Without it, I’m, I’m, I’m—
Dead!
Flatlined!
Do not resuscitate!
Please and thank you.
No, no, no . . .
“Yo, I need you to tell me . . .”
I hear Omar talking when he gets in the car, but I am too distraught to comprehend a word he is saying.
All I can think of is my journal.
Missing.
“Y-y-you have to take m-m-me b-b-back,” I stammer, trying like heck to keep from crumbling. But it’s too late. I’m cracking open, and have become a babbling mess. “M-my j-j-journal . . .”
“Huh? Take you back where?”
The tears fall heavy.
“B-b-b-back to the p-p-park.”
“The park?” He gives me a look of disbelief. “Now?”
“Y-yes. Please. M-m-my j-j-journal. It’s losssssssst.”
And now he’s looking at me as if I’m insane.
Maybe I am.
Maybe I’ve finally fallen—or jumped—off the proverbial cliff.
Omar starts the engine, then pulls off. “Yo, I’ll buy you another book, a’ight? It can’t be that serious. It’s dark as hell out there by now.”
I choke back a scream.
Is he kidding?
I don’t care.
It is that serious.
Everything I am is in that journal.
I’ve been carrying that 192-page black leather book around with me since I was twelve. Four years of front-and-back free-thinking and self-expression has been captured on most of those pages over the years.
Gone.
Thanks to that—that heathenish girl.
I sob louder.
“A’ight, yo. C’mon. Don’t cry. I’ll take you back to the park.”
52
It wasn’t there!
My journal.
My knees buckled when I finally resigned myself to the fact that we weren’t going to find it, no matter how hard we looked.

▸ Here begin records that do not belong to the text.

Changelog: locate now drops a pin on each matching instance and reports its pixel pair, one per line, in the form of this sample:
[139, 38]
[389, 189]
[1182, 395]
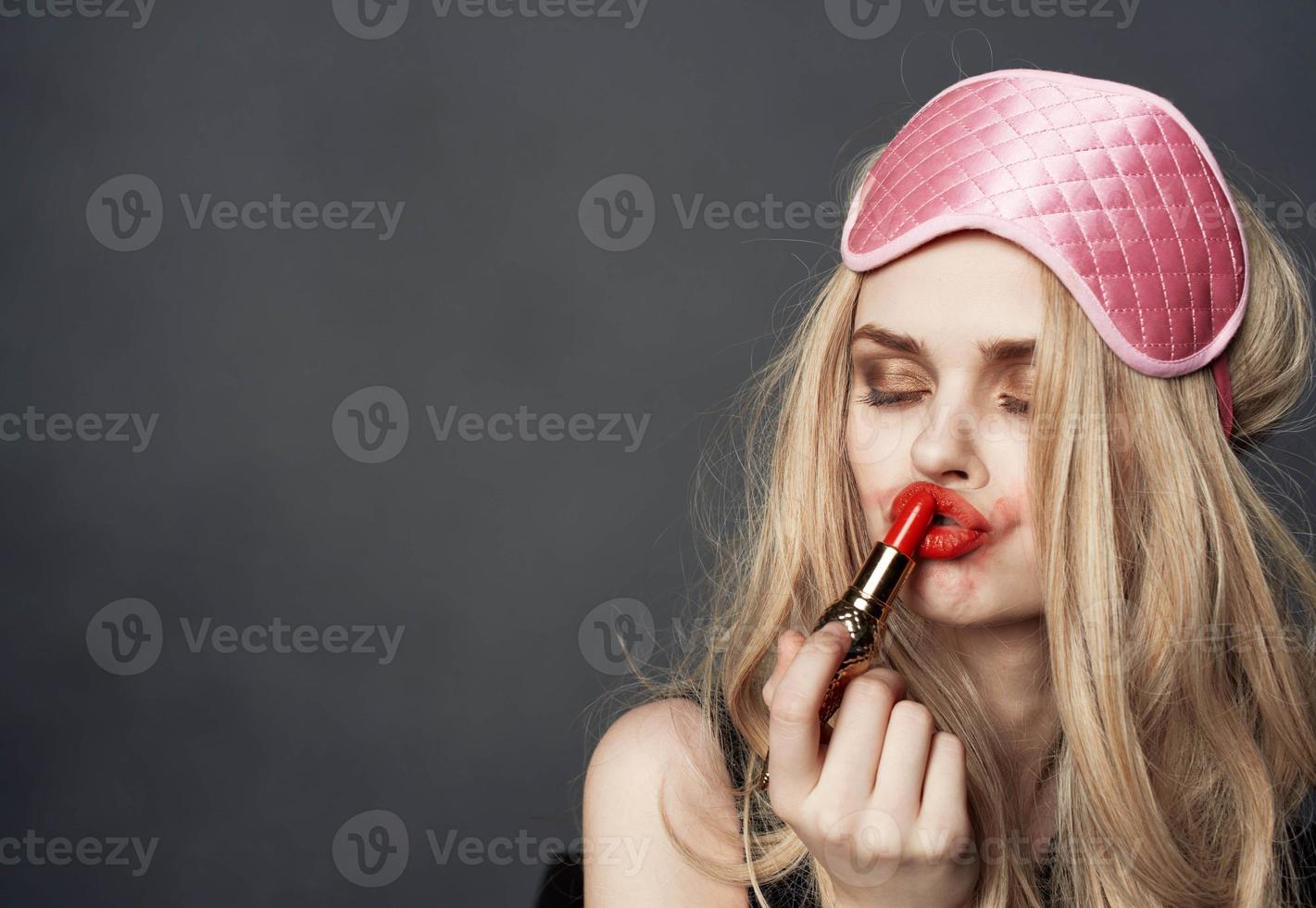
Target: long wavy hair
[1178, 604]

We combed through the park. Nothing.
We searched up and down, under and around the bleachers. Still nothing.
I cried so hard that it made me dizzy. Blood rushed to my head. All I could do to keep from collapsing on the ground was plop down on the bleacher and cover my face in my hands and scream.
I cried out until my throat burned.
I even cursed.
Shocking.
Yes.
Me.
Used words I’d only heard in movies and in the streets.